Su Aygırları Hakkında Malumat

Su aygırları otobur olamalarına agresif bir canlıdır. Otoburdurlar fakat yanlarındaki diğer canlılara zarar vermekten çekinmezler. Saldırgan canlılardır. Omurgalı sınıfına girer. Su aygırına hipopotam da denir. İsmine rağmen su aygırı, atlardan çok balinalara ve yunuslara daha yakın akrabadır. Su aygırı sütü pembe olan tek memelidir. Su aygırının bir bardak sütü yaklaşık 500 kaloridir. En büyük üçüncü kara hayvanıdır. Yetişkin bir su aygırı yaklaşık 1.5 ton ağırlığındadır.

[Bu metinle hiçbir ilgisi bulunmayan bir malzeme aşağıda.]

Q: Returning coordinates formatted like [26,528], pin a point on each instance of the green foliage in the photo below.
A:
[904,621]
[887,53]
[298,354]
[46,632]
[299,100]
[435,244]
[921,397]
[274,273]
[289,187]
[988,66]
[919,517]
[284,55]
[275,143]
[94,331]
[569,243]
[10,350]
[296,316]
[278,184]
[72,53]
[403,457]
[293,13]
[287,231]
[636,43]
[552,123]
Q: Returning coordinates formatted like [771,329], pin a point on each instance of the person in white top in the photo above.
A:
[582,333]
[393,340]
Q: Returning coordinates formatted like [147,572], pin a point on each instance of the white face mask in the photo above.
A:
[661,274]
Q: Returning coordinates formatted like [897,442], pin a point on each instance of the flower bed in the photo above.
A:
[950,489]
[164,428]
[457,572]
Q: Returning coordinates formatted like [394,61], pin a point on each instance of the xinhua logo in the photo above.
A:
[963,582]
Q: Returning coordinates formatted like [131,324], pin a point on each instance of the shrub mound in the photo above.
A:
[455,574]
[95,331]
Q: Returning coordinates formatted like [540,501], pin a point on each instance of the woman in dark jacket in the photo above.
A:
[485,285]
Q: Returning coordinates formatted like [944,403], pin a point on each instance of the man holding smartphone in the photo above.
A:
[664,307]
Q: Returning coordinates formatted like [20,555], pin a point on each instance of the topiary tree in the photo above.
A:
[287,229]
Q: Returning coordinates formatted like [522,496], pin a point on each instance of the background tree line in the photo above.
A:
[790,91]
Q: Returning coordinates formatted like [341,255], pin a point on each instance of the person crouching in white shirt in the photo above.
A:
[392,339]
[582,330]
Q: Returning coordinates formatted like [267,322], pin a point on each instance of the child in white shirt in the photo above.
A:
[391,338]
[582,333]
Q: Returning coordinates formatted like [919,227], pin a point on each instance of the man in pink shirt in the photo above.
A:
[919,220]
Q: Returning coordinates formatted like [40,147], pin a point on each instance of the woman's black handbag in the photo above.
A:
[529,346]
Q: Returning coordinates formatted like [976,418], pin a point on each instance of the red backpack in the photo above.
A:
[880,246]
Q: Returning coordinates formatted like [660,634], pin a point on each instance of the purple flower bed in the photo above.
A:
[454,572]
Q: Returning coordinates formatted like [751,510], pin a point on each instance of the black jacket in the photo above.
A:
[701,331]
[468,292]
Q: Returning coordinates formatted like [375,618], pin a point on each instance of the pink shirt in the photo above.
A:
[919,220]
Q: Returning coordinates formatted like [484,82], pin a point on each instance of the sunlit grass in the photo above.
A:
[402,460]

Su aygırları 20’ye kadar hayvandan oluşan sürüler halinde yaşarlar. Grupların su ve karada sabit olarak sınırlandırılmış egemenlik alanları vardır. Alanın işaretlenmesi, erkek tarafından dışkısını dairesel kuyruk hareketi ile fırlatmasıyla olur. Yaşlı erkekler bazen tek başlarına olsalar da alışılmış olan, gruba liderlik yapmasıdır. Gruplar, dişiler ve yavrular bazen de genç erkeklerden oluşur. Su aygırları, lezzetli etleri, fildişine benzer dişleri ya da sadece zevkine insanlar tarafından her zaman avlanmışlardır. Su aygırı yaygın görüşün aksine barışçıl bir hayvan değildir. Afrika’da timsah ya da aslan gibi pek çok büyük hayvandan daha fazla ölüm vakasına sebep olur. Saldırı sırasında başını kafasını bir şahmerdan gibi kullanırken, 50 cm bulan köpek dişleri aynı şekilde tehlikeli silahlarıdır. Bunlar yetişkin bir timsahı bir ısırıkta ikiye ayırabilirler. Su aygırı kayıklara saldırmaktan da çekinmezken, küçük olanlarını ters-yüz edebilecek durumdadır.

Su aygırları kuraklık zamanının başlangıcında çiftleşir ve sekiz aylık bir gebeliğin ardından yağmur zamanı tek bir yavru doğururlar. Doğum da döllenme gibi su içinde gerçekleşir. Döllenme sırasında dişi neredeyse tamamen suya bastırılır ve sadece hava almak için yüzeye çıkar. Yeni doğan aygır 30 ile 50 kg arasında olup, doğumdan hemen sonra yürüyebilir ve kendini zeminden su yüzeyine itebilir. Anneler su içinde yavrularını emzirdikleri ve yavrunun gece otlamaya giden annesini takip edebilmesi için bunu yapabilmeleri gerekliliktir. Yavrusuna şekil vermek, kendisine bağlamak için anne yavrusunu, ilk günlerde özellikle güçlü bir şekilde savunur ve hiçbir su aygırını yaklaştırmaz. Sonradan ikisi de gruba katılır. İlk haftalarda yavru sadece anne sütü ile beslenir, yavaş yavaş buna bitkisel besinler eklenir. Yaklaşık bir yılın sonunda genç, sırf bitkisel gıda ile beslenir. Genç bir hayvan yedi yıla kadar bir süre annesinin çevresinde kalır. Yaklaşık 6 yıl sonra genç dişi su aygırı cinsel erginliğe ulaşır. Dişiler her iki yılda bir ürerler. Erkekler 6 ile 8 yıl arasında ergenliğe ulaşsalar da kendilerine ait bir alanları olmaz. Bu yüzden 20 yaşında veya daha geç çiftleşirler. Vahşi hayattaki su aygırları 30 ile 40 yıl yaşarlar. Alışılmışın dışında uzun yaşayarak 53 yaşına ulaşmış su aygırı Bulette 1952–2005 yılları arasında, Berlin Hayvanat Bahçesi’nde yaşamıştır.